Bangladesh’s proposal to Saudi Arabia for investment in Special Economic Zones (SEZ) and the establishment of an oil refinery-Zamkuwire
Bangladesh’s proposal to Saudi Arabia for investment in Special Economic Zones (SEZ) and the establishment of an oil refinery is viewed by economic experts as Prime Minister Sheikh Hasina’s new initiative to halt the gradual decrease of foreign reserves and overcome dollar shortages, which are making local business challenging and raising commodity prices.
On Friday, Hasina met with a nine-member Saudi delegation led by Saudi Commerce Minister Majid bin Abdullah Al-kassabi at her official residence in Dhaka.
“We want more Saudi investment,” Hasina said, according to press secretary Ihsanul Karim, who later provided some meeting details to reporters.
Foreign Minister AK Abdul Momen told reporters that Saudi Arabia has recently begun activities in an SEZ in the port city of Chattogram, and that the Prime Minister has proposed another land out of its 100 SEZ.
Al-kassabi also attended the first day of the three-day Bangladesh Business Summit-2023 during his two-day official visit, which ended on Saturday.

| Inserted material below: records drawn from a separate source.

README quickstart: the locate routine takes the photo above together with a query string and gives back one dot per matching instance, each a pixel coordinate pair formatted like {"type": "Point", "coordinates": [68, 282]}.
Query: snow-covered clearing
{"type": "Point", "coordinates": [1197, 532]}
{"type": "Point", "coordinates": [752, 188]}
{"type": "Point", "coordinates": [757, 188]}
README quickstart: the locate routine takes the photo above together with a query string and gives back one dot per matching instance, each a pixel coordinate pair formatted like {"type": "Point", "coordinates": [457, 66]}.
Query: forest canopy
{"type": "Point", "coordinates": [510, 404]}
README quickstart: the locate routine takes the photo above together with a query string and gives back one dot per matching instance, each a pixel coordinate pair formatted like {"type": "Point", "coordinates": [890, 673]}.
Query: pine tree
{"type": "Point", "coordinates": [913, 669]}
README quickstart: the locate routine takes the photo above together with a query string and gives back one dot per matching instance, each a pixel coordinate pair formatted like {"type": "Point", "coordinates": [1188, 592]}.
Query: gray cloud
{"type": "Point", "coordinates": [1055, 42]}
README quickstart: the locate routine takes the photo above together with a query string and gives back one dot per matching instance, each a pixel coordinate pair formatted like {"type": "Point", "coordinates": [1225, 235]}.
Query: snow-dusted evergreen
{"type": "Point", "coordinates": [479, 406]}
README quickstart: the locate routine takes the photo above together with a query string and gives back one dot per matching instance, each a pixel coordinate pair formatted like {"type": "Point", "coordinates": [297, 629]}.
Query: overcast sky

Hasina opened the summit, calling for increased trade and investment.
According to government officials, the summit has already attracted 750 businessmen and others from both home and abroad.
Mustafizur Rahman, executive director of the Centre for Policy Dialogue (CPD), a leading civil society think tank in the country, told Anadolu that Bangladesh is desperate for new investment due to falling foreign reserves, the dollar crisis, and rising commodity prices.
According to Bangladesh Bank (BB), the country’s foreign reserves have fallen to $31 billion, the lowest level since 2017. In Fiscal Year 2021, reserves totaled $46.39 billion.
Rahman, a former Dhaka University professor, explained the reasons for seeking new investment and business relations with Saudi Arabia.
During the Russia-Ukraine war, not only was the supply chain disrupted, but gas prices reached new highs, affecting the economies of developing countries worldwide.
“Building new strategic and business relations with Saudi Arabia will have immediate to mid-term benefits for Bangladesh,” he believed.
Saudi Arabia, which is rich in oil, is one of the most popular destinations for Bangladeshi migrant workers. However, since the COVID-19 pandemic hit the world, migrant-receiving countries have become more competitive for migrant senders.
“A strategic and business relationship with Middle Eastern countries, particularly Saudi Arabia, in the long run, will help Bangladesh to secure its remittance earnings by strengthening bilateral ties,” he said.
In response to Hasina’s second proposal, which seeks Saudi Arabia’s investment in establishing an oil refinery in Bangladesh with facilities to refine oil, including crude oil, Rahman stated that it will reduce fuel prices in the country.